Intercultural Literature

Author: Katie Petersen

PhD student, German

anagumakate[at]gmail.com

 

            Intercultural literature is closely related to migrant and migration literature, the latter often providing examples of the former. Intercultural literature is written by authors whose points of view and/or subject matter are influenced by multiple cultural spaces. Intercultural texts also circulate through, and are relevant to, more than one cultural space; they address multiple ethnicities (Rösch, 2004, 98). The term intercultural – imbued as it is with connotations of exchange and dialogue – implies that this is literature which may serve an intermediary or ambassadorial purpose, whether intentionally or not. However, there is more to intercultural literature than simply providing accounts of “other” cultural experiences; it does not simply reflect the experiences of migration, the seeking of asylum, and repatriation (Chiellino, 2007, VIII). Instead of simply mirroring, intercultural literature engages, being both located within, and active in the creation of, discourse.

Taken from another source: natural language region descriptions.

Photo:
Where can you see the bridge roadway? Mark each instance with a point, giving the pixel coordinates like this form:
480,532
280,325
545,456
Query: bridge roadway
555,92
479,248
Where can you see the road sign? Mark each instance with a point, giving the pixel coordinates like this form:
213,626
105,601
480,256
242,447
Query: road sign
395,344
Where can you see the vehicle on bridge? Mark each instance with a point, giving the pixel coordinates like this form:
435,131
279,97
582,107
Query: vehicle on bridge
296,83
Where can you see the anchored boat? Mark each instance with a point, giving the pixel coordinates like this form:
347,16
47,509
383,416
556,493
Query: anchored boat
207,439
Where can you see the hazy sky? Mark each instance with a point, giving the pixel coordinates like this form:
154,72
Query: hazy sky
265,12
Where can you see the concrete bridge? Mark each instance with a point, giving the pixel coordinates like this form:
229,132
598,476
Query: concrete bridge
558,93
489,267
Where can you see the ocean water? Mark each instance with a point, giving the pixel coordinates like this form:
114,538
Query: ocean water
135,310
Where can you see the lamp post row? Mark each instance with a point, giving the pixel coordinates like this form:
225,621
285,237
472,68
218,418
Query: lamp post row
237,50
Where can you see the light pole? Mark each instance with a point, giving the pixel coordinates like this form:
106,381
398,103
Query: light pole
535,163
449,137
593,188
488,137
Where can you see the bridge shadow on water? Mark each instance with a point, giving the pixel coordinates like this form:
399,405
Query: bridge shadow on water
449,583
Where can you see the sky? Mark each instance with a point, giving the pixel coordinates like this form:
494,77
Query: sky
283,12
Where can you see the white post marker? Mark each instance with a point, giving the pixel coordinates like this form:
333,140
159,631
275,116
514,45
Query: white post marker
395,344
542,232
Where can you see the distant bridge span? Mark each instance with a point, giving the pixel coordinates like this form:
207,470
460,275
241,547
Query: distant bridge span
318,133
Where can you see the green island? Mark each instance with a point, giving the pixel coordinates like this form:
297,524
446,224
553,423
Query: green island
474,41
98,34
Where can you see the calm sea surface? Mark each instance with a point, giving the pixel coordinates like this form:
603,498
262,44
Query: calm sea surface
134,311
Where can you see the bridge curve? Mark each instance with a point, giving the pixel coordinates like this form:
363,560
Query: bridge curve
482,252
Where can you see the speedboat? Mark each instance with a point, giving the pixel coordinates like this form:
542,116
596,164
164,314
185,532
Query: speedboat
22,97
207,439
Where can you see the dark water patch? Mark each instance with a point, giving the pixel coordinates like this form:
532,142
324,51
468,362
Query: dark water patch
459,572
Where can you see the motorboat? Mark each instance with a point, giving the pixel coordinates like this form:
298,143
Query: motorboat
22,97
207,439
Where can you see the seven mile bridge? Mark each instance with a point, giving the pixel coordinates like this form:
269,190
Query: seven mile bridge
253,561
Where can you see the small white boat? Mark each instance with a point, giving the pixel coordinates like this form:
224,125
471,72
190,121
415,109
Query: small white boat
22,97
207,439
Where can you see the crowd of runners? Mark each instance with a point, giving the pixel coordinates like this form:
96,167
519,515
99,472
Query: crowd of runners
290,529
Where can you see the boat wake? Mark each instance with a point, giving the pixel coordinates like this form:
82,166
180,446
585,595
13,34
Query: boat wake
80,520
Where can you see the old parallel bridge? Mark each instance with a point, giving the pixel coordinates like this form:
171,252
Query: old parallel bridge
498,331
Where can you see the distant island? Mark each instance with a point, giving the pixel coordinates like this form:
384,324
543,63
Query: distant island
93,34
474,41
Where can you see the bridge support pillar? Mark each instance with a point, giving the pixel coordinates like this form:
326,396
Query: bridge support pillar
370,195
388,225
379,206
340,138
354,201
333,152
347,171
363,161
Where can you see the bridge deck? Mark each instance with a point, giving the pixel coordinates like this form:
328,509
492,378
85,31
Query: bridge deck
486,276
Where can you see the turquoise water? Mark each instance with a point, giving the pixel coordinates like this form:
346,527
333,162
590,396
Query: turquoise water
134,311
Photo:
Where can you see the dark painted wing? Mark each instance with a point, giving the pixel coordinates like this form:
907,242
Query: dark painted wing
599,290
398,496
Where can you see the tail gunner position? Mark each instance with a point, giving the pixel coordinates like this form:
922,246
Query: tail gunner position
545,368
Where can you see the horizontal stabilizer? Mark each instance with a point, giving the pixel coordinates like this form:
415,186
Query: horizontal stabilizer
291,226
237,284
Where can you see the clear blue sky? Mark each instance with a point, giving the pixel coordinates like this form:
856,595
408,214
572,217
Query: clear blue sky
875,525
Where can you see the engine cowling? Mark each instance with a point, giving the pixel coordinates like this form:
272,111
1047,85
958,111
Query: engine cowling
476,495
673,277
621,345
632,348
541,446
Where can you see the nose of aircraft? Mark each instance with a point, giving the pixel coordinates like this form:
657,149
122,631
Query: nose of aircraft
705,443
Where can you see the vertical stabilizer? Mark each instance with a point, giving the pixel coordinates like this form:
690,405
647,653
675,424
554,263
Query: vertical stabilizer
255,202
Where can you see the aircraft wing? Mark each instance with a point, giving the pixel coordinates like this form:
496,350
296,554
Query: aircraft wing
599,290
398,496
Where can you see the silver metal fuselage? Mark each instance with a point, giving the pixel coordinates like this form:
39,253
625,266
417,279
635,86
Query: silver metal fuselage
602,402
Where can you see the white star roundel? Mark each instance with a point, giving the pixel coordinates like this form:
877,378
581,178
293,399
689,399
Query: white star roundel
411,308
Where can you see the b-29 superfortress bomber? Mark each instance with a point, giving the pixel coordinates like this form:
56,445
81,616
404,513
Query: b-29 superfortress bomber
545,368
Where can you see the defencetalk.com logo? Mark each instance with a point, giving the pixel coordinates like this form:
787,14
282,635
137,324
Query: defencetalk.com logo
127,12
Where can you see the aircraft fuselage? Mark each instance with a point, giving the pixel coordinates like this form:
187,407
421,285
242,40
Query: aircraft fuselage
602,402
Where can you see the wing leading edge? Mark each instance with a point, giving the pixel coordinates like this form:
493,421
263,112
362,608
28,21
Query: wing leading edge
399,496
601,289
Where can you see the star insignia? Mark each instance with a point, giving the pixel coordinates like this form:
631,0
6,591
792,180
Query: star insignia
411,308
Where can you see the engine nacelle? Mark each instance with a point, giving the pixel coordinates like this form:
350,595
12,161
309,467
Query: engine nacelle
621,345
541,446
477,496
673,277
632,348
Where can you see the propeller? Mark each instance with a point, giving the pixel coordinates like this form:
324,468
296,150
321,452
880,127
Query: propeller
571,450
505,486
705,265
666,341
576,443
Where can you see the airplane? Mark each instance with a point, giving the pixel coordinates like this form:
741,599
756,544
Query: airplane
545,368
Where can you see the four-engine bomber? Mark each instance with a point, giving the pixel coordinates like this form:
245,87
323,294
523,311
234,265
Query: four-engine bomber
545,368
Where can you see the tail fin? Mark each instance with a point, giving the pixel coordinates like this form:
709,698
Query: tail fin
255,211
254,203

            Intercultural literature often portrays the formation of a synthesis between multiple cultures and cultural practices. As such, the challenges of integration are often foregrounded. Because the “foreign” and the “familiar” can only exist in opposition to one another, each making the other possible, engagement with the foreign prompts self-reflection in both reader and writer. The interculturality of literature is significant both on the level of the text and on the level of sociocultural context (von Zimmerman, 8).

            By facilitating and providing a site for exchange between cultures and the examination of both the “foreign” and the “familiar”, intercultural literature often serves as a vehicle for the development of personal and group identities. Cultural differences and processes of identity formation are staged in literature and can thus be experimented with. As a result, borders shift and dissolve and cultural and gender roles change. Intercultural writing can, of course, include a mixture of more than two cultural standpoints and systems of knowledge and manifests itself on both literary and extra-literary levels. The key point is that exchange takes place on multiple levels and results in insights regarding the formation of identity.


Works Cited

 

Chiellino, Carmine (Ed.). Interkulturelle Literatur in Deutschland. Ein Handbuch. Stuttgart: Metzler, 2007.

 

Rösch, Heidi. “Migrationsliteratur als neue Weltliteratur.“ Sprachkunst 35, 2004. 89–109.

 

von Zimmerman, Christian. “Kulturthema Migration und Interkulturelles Schreiben”. recherces germaniques. Ed. Christine Maillard. Revue Annuelle. Serie N˚3, 2006. 7 – 25.